Se venisse il dubbio che, di fatto, i ciclisti all’epoca corressero spesso quasi sbronzi, non è del tutto infondato. Un corridore noto per bersi quantità apocalittiche di vino in corsa era Émile Georget, vincitore di 2 Bordeaux-Paris, una PBP, due volte 3° al Tour de France (1907-1911) e piazzato in varie altre corse (2° Milano-Sanremo 1909), famoso per essere stato il primo corridore della storia a scollinare in corsa il Galibier al Tour 1911. Georget era soprannominato le Brutal, per gli effetti che l’alcol aveva sui suoi comportamenti…

Brutale

Con gli anni ’20 le cose cambiarono, cominciarono ad apparire i primi manuali di alimentazione, e certi eccessi non si ripeterono più, anche se l’alcol ad esempio rimase sempre in voga, oltre a vari miscugli dopanti.

Robert Jaquinot si rifocilla durante la 5^tappa del Tour 1922. Il giorno precedente aveva perso la maglia gialla proprio a causa di una sosta troppo lunga a favore di Eugéne Christophe

 

Nemmeno Eugéne Christophe faceva prigionieri a tavola

Nel secondo dopoguerra si entrò nell’era moderna e le cose diventarono molto più scientifiche, anche se sulle tavole serali di Coppi e Anquetil non mancava mai birra e champagne. Ed anche in corsa certe abitudini non morirono, come quella di Gino Bartali di allungare i rifornimenti con il “certosino”, il tipico liquore dei frati della Certosa “che dava forza e purificava il fegato”. E convinto il ginettaccio…

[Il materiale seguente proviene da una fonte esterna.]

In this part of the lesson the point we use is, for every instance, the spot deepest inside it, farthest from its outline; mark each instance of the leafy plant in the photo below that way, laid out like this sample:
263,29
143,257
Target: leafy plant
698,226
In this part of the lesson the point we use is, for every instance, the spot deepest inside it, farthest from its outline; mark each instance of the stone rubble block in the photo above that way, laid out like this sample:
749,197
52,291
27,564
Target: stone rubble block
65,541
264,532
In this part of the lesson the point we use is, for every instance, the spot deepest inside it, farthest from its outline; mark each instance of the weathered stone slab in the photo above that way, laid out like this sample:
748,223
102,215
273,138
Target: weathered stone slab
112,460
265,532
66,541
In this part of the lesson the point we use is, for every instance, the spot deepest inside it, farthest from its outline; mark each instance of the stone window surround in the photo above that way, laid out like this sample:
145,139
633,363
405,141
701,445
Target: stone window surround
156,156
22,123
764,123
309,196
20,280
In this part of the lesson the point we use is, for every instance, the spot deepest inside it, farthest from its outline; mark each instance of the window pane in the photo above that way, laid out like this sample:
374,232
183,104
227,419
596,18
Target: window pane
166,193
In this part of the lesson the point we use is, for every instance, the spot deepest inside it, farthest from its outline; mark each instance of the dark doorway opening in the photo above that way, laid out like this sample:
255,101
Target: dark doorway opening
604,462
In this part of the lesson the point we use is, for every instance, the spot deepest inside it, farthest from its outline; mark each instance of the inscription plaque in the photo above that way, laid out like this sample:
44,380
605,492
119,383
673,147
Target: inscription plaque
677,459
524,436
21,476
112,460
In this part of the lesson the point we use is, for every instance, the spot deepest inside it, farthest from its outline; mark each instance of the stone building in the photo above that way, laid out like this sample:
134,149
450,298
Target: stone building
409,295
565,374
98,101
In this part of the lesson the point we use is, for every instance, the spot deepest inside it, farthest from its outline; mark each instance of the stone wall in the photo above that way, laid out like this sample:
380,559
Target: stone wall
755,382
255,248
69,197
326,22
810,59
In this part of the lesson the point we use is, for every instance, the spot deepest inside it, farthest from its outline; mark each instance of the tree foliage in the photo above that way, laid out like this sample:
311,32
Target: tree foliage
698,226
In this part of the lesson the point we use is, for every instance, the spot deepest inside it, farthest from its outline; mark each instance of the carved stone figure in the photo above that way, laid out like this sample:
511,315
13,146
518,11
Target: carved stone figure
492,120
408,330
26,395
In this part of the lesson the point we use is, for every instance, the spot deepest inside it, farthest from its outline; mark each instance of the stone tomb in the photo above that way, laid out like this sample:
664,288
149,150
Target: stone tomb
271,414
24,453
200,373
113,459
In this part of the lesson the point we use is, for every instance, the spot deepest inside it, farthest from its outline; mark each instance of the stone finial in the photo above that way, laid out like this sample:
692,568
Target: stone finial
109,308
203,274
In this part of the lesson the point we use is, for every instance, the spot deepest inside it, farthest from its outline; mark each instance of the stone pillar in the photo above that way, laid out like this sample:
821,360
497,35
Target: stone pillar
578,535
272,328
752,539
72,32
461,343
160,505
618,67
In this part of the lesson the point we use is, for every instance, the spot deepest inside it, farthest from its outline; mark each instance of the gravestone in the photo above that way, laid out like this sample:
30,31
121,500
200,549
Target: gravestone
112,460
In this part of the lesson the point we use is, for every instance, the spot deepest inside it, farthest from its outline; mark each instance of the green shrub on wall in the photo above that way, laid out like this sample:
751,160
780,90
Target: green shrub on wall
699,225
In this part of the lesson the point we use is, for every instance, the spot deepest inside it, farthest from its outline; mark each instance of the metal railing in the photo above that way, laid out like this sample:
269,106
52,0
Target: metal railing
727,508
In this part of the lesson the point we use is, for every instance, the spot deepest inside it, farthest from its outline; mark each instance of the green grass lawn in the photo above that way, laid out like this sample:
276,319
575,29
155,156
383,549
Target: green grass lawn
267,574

Adorni, Motta, Anquetil e Gimondi scherzano con un piatto di spaghetti al Giro 1966

 

Gastone Nencini, fumatore incallito e buona forchetta

Commenti

  1. rapportoagile:

    Ho partecipato a 3 edizioni dell'Eroica tanti anni fa, e in una di queste ad un ristoro offrivano la Ribollita, cotta su un paiolo sorretto da 3 pali di legno; gli addetti erano vestiti d'epoca: tutto molto bucolico! Può un altoatesino rinunciare ad un piatto di ribollita in terra toscana?? Certo che no!
    Mentre la stavo gustando seduto su un muretto, un ciclista "veramente eroico", ad occhio e croce 80enne, e Toscano DOC, con la divisa della Bianchi in lana, caschetto in cuoio e il tubolare attorcigliato intorno alle spalle, mi si avvicina e mi dice:" O tu te 'un la fai miha la salita dopo la ribohllita" (mi scusino gli amici toscani per lo scimmiottamento della loro parlata). Gli ho sorriso, ma ho pensato :"..e questo che vuole?".
    Evidentemente il nonnetto era del posto e conosceva il percorso. Appena ripartito, uscito dal paesino mi son trovato davanti una salita di un paio di km, ovviamente sterrata, al 10/12%. Son dovuto scendere e spingere, con la ribollita che andava su e giù nello stomaco.
    Ribollita e vino rosso! E poi il Sante Marie (che non è 12 ma 18%!) vengono su dei ruttini.... :ola:
  2. Caxxo... dovrei commentare qualcosa, se non altro per fare onore al mio nickname. Certamente l'esagerazione fa parte della cronaca giornalistica dell'epoca, certi numeri, semplicemente, non sono credibili. Sull'assunzione di vino durante l'attività sportiva, il mio medico personale (mio figlio) esprime cmq un totale disaccordo...e a me tocca ascoltare, se no mi cazzia!
  3. golias:

    Quindi il detto: un bicchiere di rosso al giorno leva il medico di torno.. farebbe parte delle leggende metropolitane ?
    Il detto (a me tra l'altro i proverbi infastidiscono) sarebbe "una mela al giorno". Quella del bicchiere di vino rosso è una delle tante favolette italiane ("eh ma i polifenoli!" "ah, il Belpaese!" "italiani, brava gente") che, introdotte per ovvi motivi culturali e di interesse, il nostro giornalismo becero ci propina da decenni.